In 1987, Robinson became coordinator of the Caribbean Association of Indigenous People. Two years previously, in response to the sale of land in the traditional Carib homelands to a Danish development company, she had worked to organize indigenous Carib community members to enable them to leverage their collective bargaining abilities with the government. The community formed the Campaign for the Development of the Carib Community and their pressure on the government, led to the nationalization of the property. Through continued outreach, Robinson has worked to reestablish ties between the Black Carib community of Saint Vincent and the Garifuna populations in Belize and other Central American countries, through cultural heritage programs. She has published five collections of poetry and a poetry award in St. Vincent bears her name.

In 1995, Robinson attended the World Summit for Social Development in Copenhagen, participating in a hunger strike by women from developing nations to bring attention to the need for assistance to eliminate poverty and for debt relief from developed nations. Her concerns were that small island nations in the Caribbean due to size and environmental factors were vulnerable under existing trade policies and that the vulnerability adversely impacted women to a greater extent, because women were often "viewed as a source of cheap exploitable labour". She subsequently assisted in the planning events for the 1995 World Conference on Women held in Beijing and the follow-up conferences held in 2005 and 2010.

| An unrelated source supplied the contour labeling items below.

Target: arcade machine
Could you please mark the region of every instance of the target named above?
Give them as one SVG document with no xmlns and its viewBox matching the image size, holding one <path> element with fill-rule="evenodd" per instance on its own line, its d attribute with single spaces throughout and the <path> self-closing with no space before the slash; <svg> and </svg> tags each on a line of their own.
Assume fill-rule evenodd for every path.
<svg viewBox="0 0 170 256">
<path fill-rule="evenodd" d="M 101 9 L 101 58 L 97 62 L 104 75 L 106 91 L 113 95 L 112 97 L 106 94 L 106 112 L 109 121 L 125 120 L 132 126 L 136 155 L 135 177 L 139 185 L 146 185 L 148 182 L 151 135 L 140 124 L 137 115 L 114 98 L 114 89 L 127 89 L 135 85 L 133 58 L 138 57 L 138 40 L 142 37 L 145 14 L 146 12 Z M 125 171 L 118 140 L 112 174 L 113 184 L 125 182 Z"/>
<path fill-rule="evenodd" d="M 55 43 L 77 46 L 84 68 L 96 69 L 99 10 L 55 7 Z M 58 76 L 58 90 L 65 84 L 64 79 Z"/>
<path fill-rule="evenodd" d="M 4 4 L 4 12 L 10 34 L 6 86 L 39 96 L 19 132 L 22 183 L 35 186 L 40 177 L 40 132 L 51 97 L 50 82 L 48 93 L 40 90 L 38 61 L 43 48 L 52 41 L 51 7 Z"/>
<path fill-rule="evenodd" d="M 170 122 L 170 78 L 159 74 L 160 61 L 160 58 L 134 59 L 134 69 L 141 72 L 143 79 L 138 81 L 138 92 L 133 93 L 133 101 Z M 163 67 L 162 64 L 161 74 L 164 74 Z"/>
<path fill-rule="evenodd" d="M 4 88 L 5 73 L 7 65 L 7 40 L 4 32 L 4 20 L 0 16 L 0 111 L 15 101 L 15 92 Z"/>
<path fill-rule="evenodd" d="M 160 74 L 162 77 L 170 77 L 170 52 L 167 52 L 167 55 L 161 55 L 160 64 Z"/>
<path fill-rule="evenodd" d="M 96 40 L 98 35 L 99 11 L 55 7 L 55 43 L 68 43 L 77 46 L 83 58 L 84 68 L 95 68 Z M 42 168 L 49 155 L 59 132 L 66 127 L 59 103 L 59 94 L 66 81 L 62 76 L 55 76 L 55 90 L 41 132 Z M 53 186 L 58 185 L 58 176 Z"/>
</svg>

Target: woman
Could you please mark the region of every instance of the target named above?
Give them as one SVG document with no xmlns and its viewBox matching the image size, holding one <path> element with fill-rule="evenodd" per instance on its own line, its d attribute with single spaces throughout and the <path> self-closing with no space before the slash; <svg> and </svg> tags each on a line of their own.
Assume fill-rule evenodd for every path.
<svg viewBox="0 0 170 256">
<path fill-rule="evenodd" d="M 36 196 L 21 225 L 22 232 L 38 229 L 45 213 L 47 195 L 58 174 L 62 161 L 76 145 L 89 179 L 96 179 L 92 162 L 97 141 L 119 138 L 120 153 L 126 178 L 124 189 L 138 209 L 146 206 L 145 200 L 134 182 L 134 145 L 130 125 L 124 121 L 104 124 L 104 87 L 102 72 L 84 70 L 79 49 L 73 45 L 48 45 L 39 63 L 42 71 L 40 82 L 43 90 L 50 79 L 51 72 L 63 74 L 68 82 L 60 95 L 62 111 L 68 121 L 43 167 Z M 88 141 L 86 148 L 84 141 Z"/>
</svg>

Robinson served as the coordinator of CAFRA from 1996 to 2009. In 2003, she was appointed to serve as a civil society representative on the Regional Judicial and Legal Services Commissions (RJLSC), which with the establishment of the Caribbean Court of Justice was created to propose and recommend judicial candidates to ensure that the judiciary remains independent of political influence. In 2009, Robinson-Hazell became a Goodwill Ambassador, and was granted a diplomatic passport, by the cabinet of Prime Minister Ralph Gonsalves.

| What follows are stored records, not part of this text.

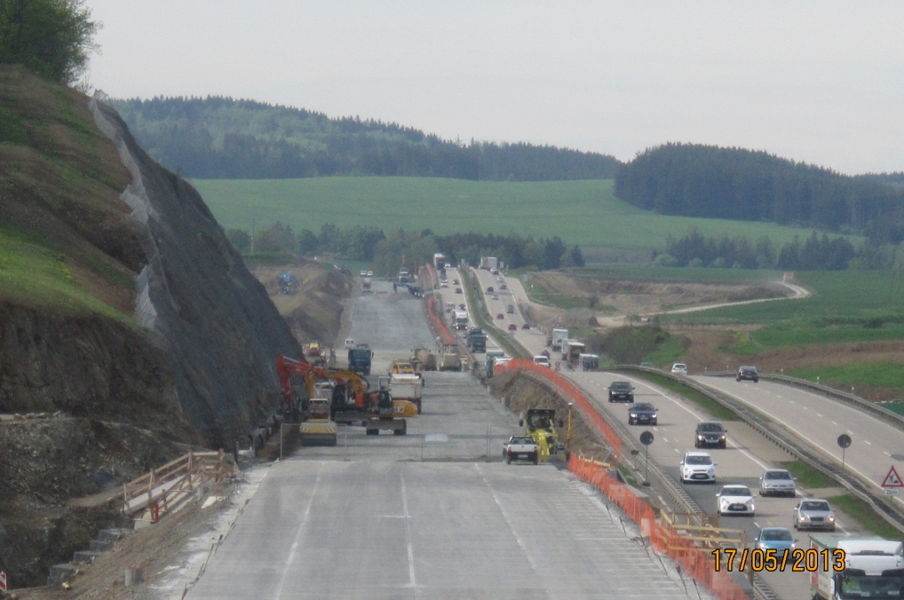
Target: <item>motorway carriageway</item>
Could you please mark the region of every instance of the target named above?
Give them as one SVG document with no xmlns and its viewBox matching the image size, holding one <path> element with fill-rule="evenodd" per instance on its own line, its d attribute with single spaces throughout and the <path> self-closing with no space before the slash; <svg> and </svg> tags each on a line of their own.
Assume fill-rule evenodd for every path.
<svg viewBox="0 0 904 600">
<path fill-rule="evenodd" d="M 493 286 L 500 294 L 500 299 L 485 299 L 493 316 L 500 305 L 527 302 L 527 295 L 519 279 L 505 277 L 507 290 L 498 292 L 497 276 L 489 271 L 475 269 L 477 274 L 481 293 L 486 296 L 486 287 Z M 505 294 L 504 296 L 503 294 Z M 500 329 L 504 330 L 509 322 L 518 324 L 515 339 L 529 352 L 539 354 L 545 348 L 545 334 L 537 330 L 522 330 L 523 322 L 520 311 L 514 315 L 505 314 L 504 320 L 494 320 Z M 554 363 L 557 357 L 551 361 Z M 677 482 L 679 461 L 685 452 L 694 450 L 693 432 L 699 421 L 709 417 L 699 407 L 680 398 L 676 395 L 654 386 L 645 380 L 626 375 L 608 372 L 579 372 L 562 370 L 561 374 L 579 385 L 608 418 L 627 422 L 627 408 L 622 404 L 607 401 L 608 384 L 613 380 L 629 380 L 636 388 L 636 401 L 652 402 L 659 409 L 659 424 L 652 427 L 655 441 L 650 446 L 650 458 L 663 466 Z M 752 408 L 761 411 L 778 423 L 783 423 L 804 441 L 819 448 L 824 455 L 841 464 L 841 449 L 836 439 L 842 433 L 853 438 L 853 445 L 846 453 L 846 465 L 879 487 L 889 468 L 904 460 L 904 432 L 892 427 L 871 415 L 858 411 L 847 405 L 818 396 L 812 392 L 797 389 L 777 383 L 760 381 L 737 382 L 729 378 L 694 377 L 691 378 L 703 385 L 710 386 L 723 393 L 745 402 Z M 777 466 L 777 463 L 793 460 L 793 457 L 778 450 L 758 434 L 741 422 L 726 422 L 729 429 L 726 450 L 713 449 L 709 452 L 717 463 L 719 482 L 713 484 L 683 484 L 686 492 L 696 501 L 703 511 L 717 512 L 716 492 L 726 483 L 742 483 L 754 492 L 757 501 L 757 513 L 749 517 L 723 517 L 722 527 L 743 529 L 751 540 L 760 527 L 792 527 L 792 510 L 800 498 L 762 498 L 757 496 L 759 476 L 767 467 Z M 639 439 L 644 427 L 630 427 Z M 897 453 L 897 454 L 896 454 Z M 899 473 L 902 473 L 899 468 Z M 832 493 L 841 493 L 837 490 Z M 826 494 L 828 495 L 828 494 Z M 899 502 L 900 499 L 898 499 Z M 838 523 L 838 532 L 842 535 L 859 535 L 855 523 Z M 795 531 L 798 547 L 806 546 L 807 532 Z M 786 600 L 807 597 L 808 576 L 802 573 L 762 574 L 773 589 Z"/>
</svg>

Hazell has been involved in numerous endeavors to improve vulnerable populations including serving on the executive of the National Youth Council, as the coordinator for Serving Housebound and Retired Elderly (SHARE), president of the Association of Social Workers and on a regional level has served as the national representative for the Caribbean Network for Integrated Rural Development (CNIRD) and as the Caribbean Gender and Trade Network's coordinator since 1999. In 2012, she passed the presidency of the National Council of Women of SVG to Anesta Rodney. In 2013, she was the chair of the Commonwealth Women's Network, an organization which works to secure economic empowerment and gender equality, as well as alleviate violence against women.